We all know the old adage “you can never trust the network”. When working with distributed systems you learn this very quickly. Networks requests will fail. Instead of building “fault-free” software, it is much more pragmatic and smarter to build fault-resistant software. Software which anticipates faults and handles them accordingly.

Some time ago I was fascinated with the idea of event sourcing, building a model from a log of events and never modifying your events, only appending new ones. Kind of like a bank-ledger. You don’t set and modify a balance, you either add an income event or add an expense event. It’s an “append-only” system.

We have a log of events, and these are all sorted by time and have their own ID (optionally some kind of hash). From those events we use a deterministic algorithm to build a model. In the bank account analogy the model would be “our account balance is the sum of all income and expense events”.

Example showing how an account ends up with 100 money

The above example shows a log of incomes and expenses that end up in an account balance of 100.

Event sourcing has some neat properties and advantages I was curious about.

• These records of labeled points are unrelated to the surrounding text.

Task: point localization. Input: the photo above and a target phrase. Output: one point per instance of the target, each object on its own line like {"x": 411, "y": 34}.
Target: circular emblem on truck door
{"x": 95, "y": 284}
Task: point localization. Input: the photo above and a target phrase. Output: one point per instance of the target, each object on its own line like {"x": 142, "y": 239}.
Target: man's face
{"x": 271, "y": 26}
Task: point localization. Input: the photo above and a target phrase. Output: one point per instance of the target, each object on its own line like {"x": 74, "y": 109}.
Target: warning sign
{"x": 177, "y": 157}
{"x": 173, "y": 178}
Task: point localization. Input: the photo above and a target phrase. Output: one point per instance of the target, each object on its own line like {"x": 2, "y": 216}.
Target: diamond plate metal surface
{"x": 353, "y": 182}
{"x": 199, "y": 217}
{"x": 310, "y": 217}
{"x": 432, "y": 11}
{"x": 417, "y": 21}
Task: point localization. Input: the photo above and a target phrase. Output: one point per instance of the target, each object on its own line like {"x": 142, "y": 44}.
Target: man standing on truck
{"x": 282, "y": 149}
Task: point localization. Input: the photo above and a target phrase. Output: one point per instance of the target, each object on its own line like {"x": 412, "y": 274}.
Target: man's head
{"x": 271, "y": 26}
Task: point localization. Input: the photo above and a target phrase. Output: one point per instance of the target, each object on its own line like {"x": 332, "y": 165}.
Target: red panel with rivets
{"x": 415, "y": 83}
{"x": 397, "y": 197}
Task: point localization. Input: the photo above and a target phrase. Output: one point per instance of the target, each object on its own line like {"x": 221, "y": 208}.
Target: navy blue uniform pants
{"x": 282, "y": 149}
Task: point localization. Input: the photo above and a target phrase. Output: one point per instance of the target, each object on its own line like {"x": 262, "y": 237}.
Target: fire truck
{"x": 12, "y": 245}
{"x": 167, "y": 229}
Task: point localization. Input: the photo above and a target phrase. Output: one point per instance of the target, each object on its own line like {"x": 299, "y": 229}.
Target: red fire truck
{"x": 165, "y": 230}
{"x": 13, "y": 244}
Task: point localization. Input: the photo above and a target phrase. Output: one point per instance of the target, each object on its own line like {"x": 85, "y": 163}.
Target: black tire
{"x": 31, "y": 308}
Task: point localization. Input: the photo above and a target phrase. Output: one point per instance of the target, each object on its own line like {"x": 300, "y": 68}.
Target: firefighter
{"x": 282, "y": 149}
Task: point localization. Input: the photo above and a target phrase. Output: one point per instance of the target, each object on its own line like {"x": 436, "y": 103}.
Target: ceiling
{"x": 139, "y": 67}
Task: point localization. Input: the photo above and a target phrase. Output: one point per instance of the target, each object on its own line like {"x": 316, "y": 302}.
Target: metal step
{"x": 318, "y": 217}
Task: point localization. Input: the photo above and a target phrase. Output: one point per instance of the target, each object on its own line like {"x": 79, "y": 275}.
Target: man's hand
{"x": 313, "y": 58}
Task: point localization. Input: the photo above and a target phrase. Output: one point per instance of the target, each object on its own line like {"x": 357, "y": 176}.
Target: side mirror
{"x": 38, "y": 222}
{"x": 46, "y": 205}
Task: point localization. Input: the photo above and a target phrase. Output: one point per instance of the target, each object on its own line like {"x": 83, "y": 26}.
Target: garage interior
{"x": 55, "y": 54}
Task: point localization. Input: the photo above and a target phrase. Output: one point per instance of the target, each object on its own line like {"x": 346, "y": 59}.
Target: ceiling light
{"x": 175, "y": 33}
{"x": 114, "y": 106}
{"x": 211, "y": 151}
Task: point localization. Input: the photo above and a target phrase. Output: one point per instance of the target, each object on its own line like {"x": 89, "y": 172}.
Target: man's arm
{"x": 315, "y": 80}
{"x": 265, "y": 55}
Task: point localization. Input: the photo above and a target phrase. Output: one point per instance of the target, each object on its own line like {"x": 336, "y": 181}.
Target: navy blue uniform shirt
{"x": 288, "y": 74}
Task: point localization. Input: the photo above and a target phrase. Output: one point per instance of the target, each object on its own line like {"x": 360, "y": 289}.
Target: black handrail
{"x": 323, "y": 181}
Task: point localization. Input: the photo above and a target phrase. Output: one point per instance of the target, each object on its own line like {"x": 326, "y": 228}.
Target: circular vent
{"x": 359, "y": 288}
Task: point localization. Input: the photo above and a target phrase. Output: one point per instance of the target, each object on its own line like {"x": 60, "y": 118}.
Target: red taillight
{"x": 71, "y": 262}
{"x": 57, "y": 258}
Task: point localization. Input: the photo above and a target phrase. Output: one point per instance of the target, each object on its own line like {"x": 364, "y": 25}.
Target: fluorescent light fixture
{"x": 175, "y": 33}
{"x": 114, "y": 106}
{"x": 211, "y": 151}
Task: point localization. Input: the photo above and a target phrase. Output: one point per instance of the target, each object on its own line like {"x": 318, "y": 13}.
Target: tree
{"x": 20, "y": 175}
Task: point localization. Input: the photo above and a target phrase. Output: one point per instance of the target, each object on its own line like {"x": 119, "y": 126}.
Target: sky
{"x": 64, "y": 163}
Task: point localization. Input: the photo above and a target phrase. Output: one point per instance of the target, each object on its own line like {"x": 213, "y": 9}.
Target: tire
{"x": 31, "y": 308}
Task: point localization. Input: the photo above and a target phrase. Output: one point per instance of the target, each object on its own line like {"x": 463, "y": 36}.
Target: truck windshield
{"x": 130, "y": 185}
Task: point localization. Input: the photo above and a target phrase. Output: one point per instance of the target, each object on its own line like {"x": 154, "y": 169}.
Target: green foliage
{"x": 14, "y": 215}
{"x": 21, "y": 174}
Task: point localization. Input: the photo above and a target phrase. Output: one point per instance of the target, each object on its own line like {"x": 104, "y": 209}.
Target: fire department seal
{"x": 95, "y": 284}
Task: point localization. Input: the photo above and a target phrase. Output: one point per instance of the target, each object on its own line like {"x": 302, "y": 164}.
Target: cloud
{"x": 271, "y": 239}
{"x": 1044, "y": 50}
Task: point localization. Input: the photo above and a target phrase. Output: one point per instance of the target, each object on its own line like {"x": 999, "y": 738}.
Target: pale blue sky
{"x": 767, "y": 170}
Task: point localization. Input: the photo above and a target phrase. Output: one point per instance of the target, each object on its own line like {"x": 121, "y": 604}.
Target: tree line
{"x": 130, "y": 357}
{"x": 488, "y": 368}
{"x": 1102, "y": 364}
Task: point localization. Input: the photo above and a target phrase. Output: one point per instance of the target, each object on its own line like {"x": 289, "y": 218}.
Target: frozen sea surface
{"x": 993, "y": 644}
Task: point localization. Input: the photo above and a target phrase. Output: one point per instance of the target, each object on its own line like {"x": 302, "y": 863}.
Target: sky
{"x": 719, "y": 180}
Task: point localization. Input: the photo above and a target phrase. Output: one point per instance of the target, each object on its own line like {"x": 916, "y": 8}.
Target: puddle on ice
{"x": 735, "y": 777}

  • Trivial to share state within a network of peers
    • Everyone just occasionally shares their events with each other and re-evaluates their model
  • No modification of data
  • Spreading events over a network (with other peers as middlemen) is trivial
    • Just make sure to share both your own events, and those of your peers
  • Understanding why the system acts a certain way at timepoint T is simple, just check what events were available at that time.
  • If we implement a feature in our model in the future, we can apply it to previous events and immediately get the benefits.

As always, there are some significant drawbacks.

  • Append-only really does mean no modification. Make sure you never add personally identifiable information to events.
    • Remember that IP addresses can in some cases be regarded as PII
  • Events have to be stored forever. Altough you can technically create a snapshot event this introduces a risk. How to verify correctness of the snapshot?
  • How do we handle versioning of events? It requires a great deal of faith in ones ability to think that ALL events you ever create will anticipate every future use-case.

To sum up event sourcing, cool idea in theory. But probably kinda hard in practice. So how do you know when to use event sourcing in practice? Well, you try it out!

Project: MailFiles Link to heading

Enter the project MailFiles. A peer-to-peer network where files can be sent between each other. This is a project I created to learn more about the how event sourcing works in practice. The idea is dead simple. Use event sourcing as the base for spreading knowledge of the network structure. Then share files within that network.

Finding hosts within that network consists of generating local knowledge and spreading knowledge. Local knowledge comes from a configuration file. A configuration file like the one below would generate a config event, representing a new configuration.

{
    "Id": "NodeA",
    "Host": "192.168.1.20",
    "DisplayName": "Node A"
}

Initially this information would sit with the node where the configuration is available at, but after knowledge is spread (called “gossiping”) the information will become available to other nodes. The configuration creates a connection between two nodes, and they will start gossiping with each other.

Example with host discovery, similar to account balance example

If A and B are connected, then A will talk to B. If B is also connected to C, then they will gossip as well. Once B talks to A again, B will bring news of C to A. This process is called Host Discovery.

Again gossiping is very simple. One node connects to another node and says “these are my events, what are yours?”. This is the protobuf definition I used for MailFiles:

/// Service for discovering the network
service Discovery {

  /// Returns a fingerprint of the current network model.
  rpc Fingerprint (FingerprintRequest) returns (FingerprintReply);

  /// Allows a client to push all their events to this service, 
  /// and read all events from the service. 
  rpc Gossip (GossipRequest) returns (GossipReply); 
}

// AUTHORS NOTE: Yes, I know `Gossip` should be streamed but this is 
// a project focused on learning.

As more and more hosts are found, each node increases it’s reach for what servers it can send files to. Since each node gets a copy of the network topology, it can simply create a path through the network and say “send this file A –> B –> C –> D –> E” to send files to a distant host.

File jumping through hosts from its way from A to E

If the network topology changes by nodes going offline, the original node can resend the file using a different path through the network. If the nodes comes back online, the network will eventually gossip about this and the original node will know it can resend through the same nodes. In that sense, the network is regenerative.

Conclusions Link to heading

Event sourcing can be a powerful tool. Like any tool it should be used thoughtfully, after MailFiles I genuinely think that event sourcing is a great tool for modeling advanced peer-to-peer networks, since it requires very little code to implement.

With surprisingly little effort it provides a fault-resiliant protocol, while also being somewhat easy to grasp.